Plaisir palpable, aussi solide que le sol sous nos pieds. Enfin, ne parlons pas trop vite. Car le film ne s'appelle pas évidemment pas Les Herbes folles par hasard. Les pelouses sont vert pomme, plus éblouissantes encore que chez Minnelli. Les premiers plans montrent des herbes ayant forcé leur chemin à travers la pierre. Motif moins récurrent que la neige dans L'Amour à mort et surtout dans Cœurs, l'herbe folle reviendra à plusieurs occasions. Pour dire quoi ? L'éternel combat de la forme et de l'informe, sans doute. Quelque chose comme ça. Faire trembler le sol sous nos pas, aimait dire Michel Foucault.

La fin, ou le fin du fin

Il y a deux fins, dans Les Herbes folles. Deux inscriptions du mot «Fin». La première sur le dos de Georges, quand enfin il ose embrasser Marguerite.
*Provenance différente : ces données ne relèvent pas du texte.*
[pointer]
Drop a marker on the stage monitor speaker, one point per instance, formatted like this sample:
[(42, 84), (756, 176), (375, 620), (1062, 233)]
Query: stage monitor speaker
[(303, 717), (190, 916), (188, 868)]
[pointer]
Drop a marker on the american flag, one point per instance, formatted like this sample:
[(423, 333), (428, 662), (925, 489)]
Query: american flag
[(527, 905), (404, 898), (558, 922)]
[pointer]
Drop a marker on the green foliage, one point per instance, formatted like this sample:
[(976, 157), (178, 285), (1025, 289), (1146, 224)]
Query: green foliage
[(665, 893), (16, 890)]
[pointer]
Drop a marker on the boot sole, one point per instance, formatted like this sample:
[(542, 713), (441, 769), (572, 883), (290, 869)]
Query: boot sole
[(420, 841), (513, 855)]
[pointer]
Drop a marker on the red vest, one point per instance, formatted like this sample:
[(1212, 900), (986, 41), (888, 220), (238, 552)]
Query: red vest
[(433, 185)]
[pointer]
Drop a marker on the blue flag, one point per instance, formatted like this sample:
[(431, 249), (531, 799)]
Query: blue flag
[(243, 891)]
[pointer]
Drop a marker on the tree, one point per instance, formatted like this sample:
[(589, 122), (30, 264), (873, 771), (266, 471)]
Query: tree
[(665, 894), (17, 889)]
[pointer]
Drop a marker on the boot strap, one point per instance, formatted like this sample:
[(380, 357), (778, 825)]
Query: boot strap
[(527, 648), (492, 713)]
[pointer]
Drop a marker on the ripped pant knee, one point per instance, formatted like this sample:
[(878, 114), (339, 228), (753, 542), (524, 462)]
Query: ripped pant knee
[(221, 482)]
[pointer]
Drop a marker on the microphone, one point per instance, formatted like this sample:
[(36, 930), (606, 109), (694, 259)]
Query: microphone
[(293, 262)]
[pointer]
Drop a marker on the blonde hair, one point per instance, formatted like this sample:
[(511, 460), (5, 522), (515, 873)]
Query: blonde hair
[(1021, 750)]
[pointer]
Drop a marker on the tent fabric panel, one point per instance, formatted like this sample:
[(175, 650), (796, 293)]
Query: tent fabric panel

Le mot clignote, tandis que résonne le jingle d'un grand studio hollywoodien (Fox ? Universal ?). La seconde inscription vient d'abord au premier plan, avant de reculer et de rapetisser à toute vitesse vers le noir, comme tout à l'heure le film s'ouvrait par un zoom sur l'entrée sombre d'une tour. Deux fins : l'une gaie, l'autre triste. L'une appartenant au Cinéma, l'autre au film ?

Au début du XIXe siècle, un critique féroce écrivit de Turner qu'il peignait des images ressemblantes du néant. Dans le verdict il y avait toute la haine possible contre une œuvre commençant de donner congé à certaine tradition figurative. De Resnais on aurait plutôt envie de dire qu'il filme le néant, en effet, le néant qu'il y a sous les mots, les corps et les décors de tous les jours, le néant qui menace dès lors que naît le plus fol espoir : celui d'une rencontre (c'est peut-être le grand thème, la note majeure).

Il faudrait alors ajouter aussitôt que le cinéaste se propose d'offrir, non pas des images ressemblantes, mais au contraire dissemblantes du néant : jolies, souriantes, virtuoses. Aussi improbables et naturelles qu'un bouquet d'herbes folles.